Les preuves sont irréfutables : la communauté catholique a suffisamment souffert des agissements de ces deux extrémistes. « Un moment de souffrance, une vie de réconfort », nous sommes prêts à accueillir dans notre pays les délégations internationales de défense des droits humains et de la liberté religieuse afin qu’elles puissent constater la situation par elles-mêmes. Des textes législatifs les plus importants de l’État aux politiques concrètes en matière d’appartenance ethnique et de religion actuellement mises en œuvre dans notre pays, il existe suffisamment de preuves pour démontrer à la communauté internationale les mensonges et les distorsions de la vérité perpétrés par ces prêtres extrémistes.
L’article 24 de la Constitution de 2013 stipule clairement : « Toute personne a droit à la liberté de croyance et de religion, de pratiquer ou non la religion de son choix. Les religions sont égales devant la loi ; l’État respecte et protège le droit à la liberté de croyance et de religion ; nul ne peut porter atteinte à cette liberté ni instrumentaliser la croyance ou la religion pour enfreindre la loi. » Nul ne doit faire l’objet de discrimination dans la vie politique, civile, économique, culturelle et sociale.

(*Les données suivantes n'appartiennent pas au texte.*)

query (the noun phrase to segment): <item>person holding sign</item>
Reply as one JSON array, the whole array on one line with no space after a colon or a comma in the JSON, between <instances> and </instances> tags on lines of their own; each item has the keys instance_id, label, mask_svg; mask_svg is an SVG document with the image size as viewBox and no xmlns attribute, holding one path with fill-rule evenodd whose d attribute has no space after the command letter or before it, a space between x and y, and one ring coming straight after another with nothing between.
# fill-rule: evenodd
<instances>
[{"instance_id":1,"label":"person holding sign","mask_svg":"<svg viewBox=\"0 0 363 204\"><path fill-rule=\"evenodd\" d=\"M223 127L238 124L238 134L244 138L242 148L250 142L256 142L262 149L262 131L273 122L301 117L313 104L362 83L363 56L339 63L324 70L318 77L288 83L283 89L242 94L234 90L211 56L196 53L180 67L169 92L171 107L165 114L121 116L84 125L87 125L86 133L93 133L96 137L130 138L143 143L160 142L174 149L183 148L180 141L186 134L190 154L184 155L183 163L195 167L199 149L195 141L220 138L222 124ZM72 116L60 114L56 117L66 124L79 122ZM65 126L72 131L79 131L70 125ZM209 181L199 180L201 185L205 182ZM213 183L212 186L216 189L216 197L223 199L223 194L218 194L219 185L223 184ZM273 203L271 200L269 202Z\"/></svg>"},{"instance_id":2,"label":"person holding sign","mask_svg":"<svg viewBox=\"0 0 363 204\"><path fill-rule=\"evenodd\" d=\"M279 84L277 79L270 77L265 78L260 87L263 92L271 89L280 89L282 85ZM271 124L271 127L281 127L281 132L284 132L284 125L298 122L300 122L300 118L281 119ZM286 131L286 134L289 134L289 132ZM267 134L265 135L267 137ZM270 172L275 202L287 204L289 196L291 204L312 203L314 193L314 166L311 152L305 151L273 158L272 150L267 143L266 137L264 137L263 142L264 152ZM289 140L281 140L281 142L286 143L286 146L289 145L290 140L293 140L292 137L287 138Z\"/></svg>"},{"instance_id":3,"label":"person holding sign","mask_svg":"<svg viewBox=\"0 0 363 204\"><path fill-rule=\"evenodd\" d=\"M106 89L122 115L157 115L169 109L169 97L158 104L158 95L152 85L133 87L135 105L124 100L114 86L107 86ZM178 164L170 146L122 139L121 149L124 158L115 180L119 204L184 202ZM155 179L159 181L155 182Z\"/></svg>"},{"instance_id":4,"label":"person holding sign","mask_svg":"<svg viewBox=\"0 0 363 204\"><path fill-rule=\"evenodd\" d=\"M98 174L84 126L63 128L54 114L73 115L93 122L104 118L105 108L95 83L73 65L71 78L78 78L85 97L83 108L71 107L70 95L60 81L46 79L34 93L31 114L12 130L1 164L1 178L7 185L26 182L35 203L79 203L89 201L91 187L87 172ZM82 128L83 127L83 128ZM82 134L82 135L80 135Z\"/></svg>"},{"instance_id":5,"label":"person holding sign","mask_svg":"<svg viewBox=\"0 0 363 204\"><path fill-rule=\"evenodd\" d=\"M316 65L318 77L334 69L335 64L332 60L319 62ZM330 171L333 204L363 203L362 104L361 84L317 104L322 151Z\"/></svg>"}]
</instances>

Nous proposons que l'État, à l'heure actuelle, rétablisse l'ordre dans la vie religieuse de toutes les religions en général, et du catholicisme en particulier, afin que toutes servent les intérêts de l'humanité et de la nation, car aucune religion ni aucun parti politique n'échappe à la réglementation de la loi et du système politique d'une nation.